Energy optimization for embedded telecom applications
Contact: Simin Nadjm-TehraniToday's computing platforms (e.g. Linux-based laptops) have a built-in mechanism for adapting the energy consumption during computations, by switching to low power modes with lower frequency or voltage (so called frequency/voltage scaling). These mechanisms have been created to run with arbitrary applications and are thereby only partially adapting to what is going on during a computation. In an embedded system, e.g. a telecom base station controller, the program running on a platform is a dedicated program. Its code is well-known and one can parameterize and optimize its "duty cycle" depending on load, where in the control flow the program currently runs, and its expected near time computational needs. The goal of this project is to study how a new layer of energy optimization can be placed over the generic Linux mechanism and (preferably) without changing a telecom application code. An example application can e.g. be in the language Erlang. The candidate student (either one Master level student, or two Bachelor level students working together) needs to have taken a concurrent programming or operating systems course, and has programming capabilities needed to create a layer that interacts between the Erlang run-time environment and Linux frequency/voltage scaling mechanisms. This work will be done in cooperation with Ericsson Radio systems at Linköping.
A secure BATMAN implementation for the Android platform
Contact: Simin Nadjm-Tehrani
Traditional internet based networks are composed of many networks with a number of core nodes. These nodes, which are owned by several cooperating entities, route the data according to pre-established agreements. As opposed to this, in mesh networks, there are many nodes than do not only transmit their own data, but they also forward the data of other nodes. The information routing in mesh networks is not based on agreements, but on dynamic routing or dissemination protocols. These protocol can be classified under "ad-hoc networking".
One example protocol is BATMAN, a totally decentralised routing protocol that dynamically creates the routes to forward the data. It was originally intended for communication in rural areas where commodity mobile handsets can set up a network with no pre-existing infrastructure.
The decentralisation and the adaptability to network topology changes are the main advantages of BATMAN. Nevertheless, the information exchanged among the nodes to keep the routing tables is not protected and makes it vulnerable to attacks. The purpose of this thesis project is to 1) implement the BATMAN protocol on an Android platform (or find open source code that already does it). For this existing (C++) code on a simulation platform in our lab can be used as a basis. 2) Reduce the security threats by enhancing BATMAN with authentication based on X.509 certificates on the same platform. For this part existing code from another Master student project can be integrated.

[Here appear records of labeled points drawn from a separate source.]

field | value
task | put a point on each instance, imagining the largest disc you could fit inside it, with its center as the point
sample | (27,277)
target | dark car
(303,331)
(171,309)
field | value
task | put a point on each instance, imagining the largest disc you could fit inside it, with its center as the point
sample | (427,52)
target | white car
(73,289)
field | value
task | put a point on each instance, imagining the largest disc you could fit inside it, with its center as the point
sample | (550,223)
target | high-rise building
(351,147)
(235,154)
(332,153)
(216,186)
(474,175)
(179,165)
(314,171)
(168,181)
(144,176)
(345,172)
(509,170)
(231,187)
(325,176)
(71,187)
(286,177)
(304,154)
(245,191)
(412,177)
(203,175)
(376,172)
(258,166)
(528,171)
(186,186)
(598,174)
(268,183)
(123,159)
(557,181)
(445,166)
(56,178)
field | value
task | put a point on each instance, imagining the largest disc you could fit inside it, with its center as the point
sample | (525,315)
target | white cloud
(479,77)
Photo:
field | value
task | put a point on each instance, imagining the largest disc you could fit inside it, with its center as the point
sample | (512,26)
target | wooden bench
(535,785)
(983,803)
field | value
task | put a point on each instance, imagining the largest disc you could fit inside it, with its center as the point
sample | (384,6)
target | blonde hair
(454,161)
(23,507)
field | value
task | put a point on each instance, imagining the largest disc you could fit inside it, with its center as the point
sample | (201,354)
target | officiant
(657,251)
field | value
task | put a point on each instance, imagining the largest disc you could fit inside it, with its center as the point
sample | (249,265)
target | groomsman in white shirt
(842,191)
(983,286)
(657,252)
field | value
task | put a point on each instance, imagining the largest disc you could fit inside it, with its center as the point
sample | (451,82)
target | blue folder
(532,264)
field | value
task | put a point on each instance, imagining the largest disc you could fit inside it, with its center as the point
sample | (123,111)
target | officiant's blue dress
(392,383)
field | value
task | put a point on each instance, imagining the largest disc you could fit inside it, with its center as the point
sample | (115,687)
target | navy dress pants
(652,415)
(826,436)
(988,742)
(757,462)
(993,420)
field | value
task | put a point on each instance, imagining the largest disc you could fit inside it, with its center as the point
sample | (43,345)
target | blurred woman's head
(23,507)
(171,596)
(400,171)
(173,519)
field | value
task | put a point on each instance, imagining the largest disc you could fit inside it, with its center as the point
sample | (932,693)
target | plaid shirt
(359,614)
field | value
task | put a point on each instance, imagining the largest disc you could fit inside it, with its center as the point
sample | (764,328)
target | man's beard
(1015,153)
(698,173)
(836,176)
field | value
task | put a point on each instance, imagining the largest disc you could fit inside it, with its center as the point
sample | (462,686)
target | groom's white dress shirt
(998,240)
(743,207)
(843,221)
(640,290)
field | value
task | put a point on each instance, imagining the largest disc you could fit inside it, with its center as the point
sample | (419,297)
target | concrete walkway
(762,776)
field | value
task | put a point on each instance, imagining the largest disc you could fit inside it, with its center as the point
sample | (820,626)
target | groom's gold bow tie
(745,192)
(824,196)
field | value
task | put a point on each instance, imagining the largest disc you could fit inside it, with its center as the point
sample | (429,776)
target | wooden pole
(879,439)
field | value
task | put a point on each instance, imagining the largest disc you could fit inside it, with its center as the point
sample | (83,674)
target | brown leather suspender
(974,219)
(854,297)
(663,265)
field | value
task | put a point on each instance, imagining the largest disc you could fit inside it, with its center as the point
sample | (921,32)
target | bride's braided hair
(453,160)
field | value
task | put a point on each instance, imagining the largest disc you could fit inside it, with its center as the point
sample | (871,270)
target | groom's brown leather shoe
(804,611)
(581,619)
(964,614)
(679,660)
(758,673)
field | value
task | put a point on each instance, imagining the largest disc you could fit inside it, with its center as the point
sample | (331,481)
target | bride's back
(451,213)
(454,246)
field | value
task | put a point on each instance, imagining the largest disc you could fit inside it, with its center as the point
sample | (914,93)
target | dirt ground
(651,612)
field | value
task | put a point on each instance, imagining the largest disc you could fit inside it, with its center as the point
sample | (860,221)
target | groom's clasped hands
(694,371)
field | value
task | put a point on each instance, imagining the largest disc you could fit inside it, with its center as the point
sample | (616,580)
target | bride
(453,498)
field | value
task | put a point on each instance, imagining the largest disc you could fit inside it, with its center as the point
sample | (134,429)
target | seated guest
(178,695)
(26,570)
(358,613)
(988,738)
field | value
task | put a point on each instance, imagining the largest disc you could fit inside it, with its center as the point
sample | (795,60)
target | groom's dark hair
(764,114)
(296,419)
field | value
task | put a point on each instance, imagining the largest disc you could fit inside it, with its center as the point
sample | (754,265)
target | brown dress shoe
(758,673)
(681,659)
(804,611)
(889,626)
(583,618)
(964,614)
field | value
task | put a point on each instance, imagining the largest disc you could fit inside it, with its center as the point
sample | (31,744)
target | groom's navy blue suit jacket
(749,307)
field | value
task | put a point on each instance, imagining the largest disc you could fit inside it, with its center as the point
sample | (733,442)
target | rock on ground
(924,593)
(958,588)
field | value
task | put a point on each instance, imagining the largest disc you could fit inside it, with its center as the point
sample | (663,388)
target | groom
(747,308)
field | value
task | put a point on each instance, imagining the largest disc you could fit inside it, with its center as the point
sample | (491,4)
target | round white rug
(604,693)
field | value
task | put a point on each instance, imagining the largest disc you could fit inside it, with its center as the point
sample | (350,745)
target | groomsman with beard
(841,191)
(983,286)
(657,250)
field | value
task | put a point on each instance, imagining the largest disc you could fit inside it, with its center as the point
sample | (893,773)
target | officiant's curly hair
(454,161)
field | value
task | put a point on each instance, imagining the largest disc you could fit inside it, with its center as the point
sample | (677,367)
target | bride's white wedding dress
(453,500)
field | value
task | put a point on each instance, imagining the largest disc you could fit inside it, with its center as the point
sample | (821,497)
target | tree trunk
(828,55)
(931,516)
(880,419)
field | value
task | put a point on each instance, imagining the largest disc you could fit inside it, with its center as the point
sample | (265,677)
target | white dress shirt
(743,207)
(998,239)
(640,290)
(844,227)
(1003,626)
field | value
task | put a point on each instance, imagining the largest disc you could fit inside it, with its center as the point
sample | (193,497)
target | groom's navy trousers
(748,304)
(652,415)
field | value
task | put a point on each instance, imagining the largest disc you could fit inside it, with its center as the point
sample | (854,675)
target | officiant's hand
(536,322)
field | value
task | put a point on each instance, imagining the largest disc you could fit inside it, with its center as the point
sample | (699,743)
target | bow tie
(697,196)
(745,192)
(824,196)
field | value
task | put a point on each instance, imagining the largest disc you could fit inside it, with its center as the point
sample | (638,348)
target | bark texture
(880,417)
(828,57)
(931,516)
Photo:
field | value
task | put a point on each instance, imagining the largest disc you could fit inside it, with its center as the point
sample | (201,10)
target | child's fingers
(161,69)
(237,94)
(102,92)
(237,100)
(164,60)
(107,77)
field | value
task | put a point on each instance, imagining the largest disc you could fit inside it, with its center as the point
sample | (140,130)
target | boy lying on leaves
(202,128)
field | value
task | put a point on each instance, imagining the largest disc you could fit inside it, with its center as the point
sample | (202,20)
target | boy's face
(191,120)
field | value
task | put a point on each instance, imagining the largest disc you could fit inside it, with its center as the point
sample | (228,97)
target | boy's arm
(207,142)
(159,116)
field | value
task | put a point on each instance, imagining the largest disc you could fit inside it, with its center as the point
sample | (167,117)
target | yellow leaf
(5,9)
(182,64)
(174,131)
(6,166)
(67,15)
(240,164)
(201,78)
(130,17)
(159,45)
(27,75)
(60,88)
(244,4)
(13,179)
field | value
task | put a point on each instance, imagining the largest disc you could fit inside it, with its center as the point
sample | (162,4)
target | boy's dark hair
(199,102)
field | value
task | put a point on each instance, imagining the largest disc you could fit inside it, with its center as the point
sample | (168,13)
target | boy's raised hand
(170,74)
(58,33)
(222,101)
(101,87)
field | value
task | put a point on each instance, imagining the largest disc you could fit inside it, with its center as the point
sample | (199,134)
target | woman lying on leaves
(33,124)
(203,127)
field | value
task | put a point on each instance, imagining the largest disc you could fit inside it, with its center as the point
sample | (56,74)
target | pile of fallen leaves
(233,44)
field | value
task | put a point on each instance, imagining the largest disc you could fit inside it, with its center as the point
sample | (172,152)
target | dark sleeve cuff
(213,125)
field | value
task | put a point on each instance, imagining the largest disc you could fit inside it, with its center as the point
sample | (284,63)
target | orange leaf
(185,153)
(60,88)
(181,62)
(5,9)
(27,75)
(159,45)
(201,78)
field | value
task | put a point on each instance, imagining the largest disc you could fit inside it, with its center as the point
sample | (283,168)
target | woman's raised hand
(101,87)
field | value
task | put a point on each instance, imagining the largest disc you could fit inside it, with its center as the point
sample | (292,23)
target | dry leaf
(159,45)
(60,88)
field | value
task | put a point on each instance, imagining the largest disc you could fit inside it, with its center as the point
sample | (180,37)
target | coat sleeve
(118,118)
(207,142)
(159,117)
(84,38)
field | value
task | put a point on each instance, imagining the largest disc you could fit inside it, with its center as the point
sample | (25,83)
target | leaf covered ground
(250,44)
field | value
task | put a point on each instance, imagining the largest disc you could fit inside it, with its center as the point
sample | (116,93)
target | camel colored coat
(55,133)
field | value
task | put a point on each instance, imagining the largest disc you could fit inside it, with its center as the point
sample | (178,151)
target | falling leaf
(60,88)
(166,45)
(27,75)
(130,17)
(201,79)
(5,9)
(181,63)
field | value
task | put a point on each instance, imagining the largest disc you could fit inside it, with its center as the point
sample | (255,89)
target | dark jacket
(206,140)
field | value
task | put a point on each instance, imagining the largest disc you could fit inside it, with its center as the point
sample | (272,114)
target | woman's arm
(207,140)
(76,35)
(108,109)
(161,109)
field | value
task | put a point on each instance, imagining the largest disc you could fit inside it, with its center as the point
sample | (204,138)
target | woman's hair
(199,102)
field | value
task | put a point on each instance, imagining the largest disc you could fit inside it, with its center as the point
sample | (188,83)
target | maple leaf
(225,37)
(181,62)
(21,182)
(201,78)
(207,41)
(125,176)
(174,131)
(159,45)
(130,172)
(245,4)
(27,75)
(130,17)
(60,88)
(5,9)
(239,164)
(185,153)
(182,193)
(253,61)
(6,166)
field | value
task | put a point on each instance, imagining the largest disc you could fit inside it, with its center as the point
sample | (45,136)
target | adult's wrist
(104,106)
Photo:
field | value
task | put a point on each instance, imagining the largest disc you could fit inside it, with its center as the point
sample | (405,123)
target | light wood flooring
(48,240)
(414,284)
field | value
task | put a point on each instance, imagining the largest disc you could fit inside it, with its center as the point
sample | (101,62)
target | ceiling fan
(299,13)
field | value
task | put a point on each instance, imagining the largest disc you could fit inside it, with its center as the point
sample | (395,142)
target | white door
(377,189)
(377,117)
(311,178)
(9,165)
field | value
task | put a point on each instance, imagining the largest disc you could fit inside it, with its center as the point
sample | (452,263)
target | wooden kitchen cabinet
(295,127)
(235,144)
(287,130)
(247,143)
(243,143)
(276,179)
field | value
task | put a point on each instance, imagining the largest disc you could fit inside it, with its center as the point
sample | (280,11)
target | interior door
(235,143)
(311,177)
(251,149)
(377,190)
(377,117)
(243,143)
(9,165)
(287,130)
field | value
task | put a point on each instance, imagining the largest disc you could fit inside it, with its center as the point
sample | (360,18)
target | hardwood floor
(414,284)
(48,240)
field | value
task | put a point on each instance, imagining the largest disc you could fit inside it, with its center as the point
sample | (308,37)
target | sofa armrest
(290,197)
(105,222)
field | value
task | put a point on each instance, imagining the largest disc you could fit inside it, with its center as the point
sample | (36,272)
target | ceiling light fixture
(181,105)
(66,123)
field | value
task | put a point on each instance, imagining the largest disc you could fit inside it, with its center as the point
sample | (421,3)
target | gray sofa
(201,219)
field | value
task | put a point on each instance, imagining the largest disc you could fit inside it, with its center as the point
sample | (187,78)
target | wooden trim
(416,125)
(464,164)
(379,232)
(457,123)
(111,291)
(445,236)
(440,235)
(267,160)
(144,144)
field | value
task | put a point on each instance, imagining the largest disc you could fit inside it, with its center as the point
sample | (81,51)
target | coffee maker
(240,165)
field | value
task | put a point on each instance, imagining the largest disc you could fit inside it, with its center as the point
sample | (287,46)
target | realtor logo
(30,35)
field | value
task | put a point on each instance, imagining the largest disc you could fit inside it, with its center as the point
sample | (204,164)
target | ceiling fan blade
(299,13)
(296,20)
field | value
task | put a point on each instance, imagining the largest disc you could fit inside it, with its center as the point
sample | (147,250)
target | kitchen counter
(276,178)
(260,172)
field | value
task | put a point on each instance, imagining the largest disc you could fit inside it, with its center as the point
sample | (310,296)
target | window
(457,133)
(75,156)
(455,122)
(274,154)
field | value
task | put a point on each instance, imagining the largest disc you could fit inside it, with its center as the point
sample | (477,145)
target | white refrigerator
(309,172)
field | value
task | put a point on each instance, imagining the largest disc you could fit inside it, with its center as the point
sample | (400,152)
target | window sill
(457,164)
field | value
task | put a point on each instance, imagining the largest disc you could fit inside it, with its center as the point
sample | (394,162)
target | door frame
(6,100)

Fault and recovery propagation in automotive embedded controllers
Contact: Simin Nadjm-Tehrani
Systems that are operated in adverse conditions and use non-expensive components are also likely to suffer the impacts from transient and permanent faults, resulting in multiple (degraded) modes of operation for each of the components. The existing version of EMS in Scania trucks includes on average 3 modes for each of the involved components. In order to choose the right mode of operation for control modules, the components and derived signals thereof have to be continuously diagnosed, the results of diagnostic tests recorded on-line, and later revised when the fault is corrected; either by the service mechanic, an action by the driver, or by a physical condition that reverses/eliminates a transient.
This Masters thesis addresses the architectural decisions and interaction models among controller components such that desirable fault propagation and recovery sequences can be verified and enforced. The work includes the study of the tools associated with AADL (Architecture Analysis and Design Language) for modelling and analysis of such propagation flows in automotive applications.
This project is performed in cooperation with Scania (truck manufacturers) in Södertälje.